归云庄陆乘风心结未消(第2页)
师父黄药师震怒。
陆乘风至今都记得,那一日的演武场上,师父一身青袍,脸色铁青,眼底翻涌的怒意几乎要将整座岛烧成灰烬。他素来狂傲,座下弟子背叛,于他而言是奇耻大辱。盛怒之下,他当场便要下令,将岛上所有弟子尽数重罚——断去脚筋,逐出师门,连曲灵风、武眠修、冯默风这些与此事毫无干系的弟子,也一并牵连。
是师娘,是那个产后虚弱、连路都走不稳的师娘,跪在师父面前,一句一句,硬生生将他从暴怒的悬崖边拉了回来。
“罪责只归当事人,莫要迁怒旁人。”
“弟子是人,不是兵器。他们跟了你这些年,品性如何,你心中自有分寸。陈梅二人犯错,自有他们自己担着,其余弟子何其无辜?”
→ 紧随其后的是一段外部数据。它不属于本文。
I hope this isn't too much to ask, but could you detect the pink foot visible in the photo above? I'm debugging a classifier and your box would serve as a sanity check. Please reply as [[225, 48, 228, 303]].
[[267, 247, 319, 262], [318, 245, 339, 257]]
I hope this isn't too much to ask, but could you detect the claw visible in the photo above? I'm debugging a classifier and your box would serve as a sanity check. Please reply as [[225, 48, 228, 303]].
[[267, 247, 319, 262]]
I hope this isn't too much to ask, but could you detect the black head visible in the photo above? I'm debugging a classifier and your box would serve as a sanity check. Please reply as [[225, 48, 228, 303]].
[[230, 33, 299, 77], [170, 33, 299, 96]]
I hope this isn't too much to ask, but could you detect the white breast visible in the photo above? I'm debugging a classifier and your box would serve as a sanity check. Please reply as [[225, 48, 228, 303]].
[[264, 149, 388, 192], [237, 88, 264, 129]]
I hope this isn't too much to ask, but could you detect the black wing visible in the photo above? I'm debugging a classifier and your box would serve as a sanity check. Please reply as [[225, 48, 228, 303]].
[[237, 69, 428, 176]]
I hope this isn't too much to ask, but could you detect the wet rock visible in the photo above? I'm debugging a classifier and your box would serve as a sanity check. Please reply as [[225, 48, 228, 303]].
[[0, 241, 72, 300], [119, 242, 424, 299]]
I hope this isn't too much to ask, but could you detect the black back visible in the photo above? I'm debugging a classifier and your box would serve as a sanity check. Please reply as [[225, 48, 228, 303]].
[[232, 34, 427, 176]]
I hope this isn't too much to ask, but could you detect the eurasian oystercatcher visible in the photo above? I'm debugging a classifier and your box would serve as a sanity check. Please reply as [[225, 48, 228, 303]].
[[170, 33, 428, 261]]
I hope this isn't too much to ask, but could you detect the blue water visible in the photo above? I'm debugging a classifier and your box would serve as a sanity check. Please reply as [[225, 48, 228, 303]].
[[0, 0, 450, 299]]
陆乘风当时跪在人群里,听着师娘一字一句地说,眼泪止不住地往下掉。他那时便知道,是师娘救了他们所有人的命,也保住了他们的腿。
可他陆乘风,心里清楚一件事——他并非全然无辜。
早在陈玄风与梅超风盗经之前,他便察觉到了异样。那时陈玄风时常深夜往后山去,梅超风练剑时心不在焉,二人私下里窃窃私语,神色间总有一股说不清的鬼祟。陆乘风思虑再三,却因念及同门情谊,又怕自己猜错、惹出无谓事端,终究没有及时禀报师父。
若是他早说一句,若是他早些提醒,那九阴下卷,未必会被盗走。
经书被盗,师门蒙尘,师父暴怒,师娘抱病求情……这一切,追根溯源,都有他陆乘风一份怯懦与疏忽在里面。
师娘救了他,保住了他的腿,可他自己的心,却过不去那道坎。
于是,思过期满之后,陆乘风主动跪在师父与师娘面前,自请离岛。
他记得自己当时说的话:“弟子无能,未能及早察觉陈梅二人之异心,致使经书被盗,师门蒙羞。弟子不敢再留岛上,愿往江南,建一处庄子,为师父师娘刺探中原消息,将功折罪。此生若不能补过,便老死江南,再不归岛。”
师父没有说话,只是冷着脸,挥了挥手。
师娘却红了眼,亲手扶起他,温声道:“乘风,这不怪你。你既想去,便去吧。岛上永远是你的家,想回来,随时都可回来。”
可他终究,一去便是十六年。
十六年来,他建起归云庄,将庄子照着桃花岛的模样一点点修筑。他替岛上收集江南一带的密报,刺探各路门派的动向,打探黑风双煞的踪迹,将一封封密信托人送回东海。曲灵风、武眠修他们偶尔也会有书信传来,说岛上一切安好,说师娘身子渐渐大好了,说蓉儿小姐出落得聪慧过人……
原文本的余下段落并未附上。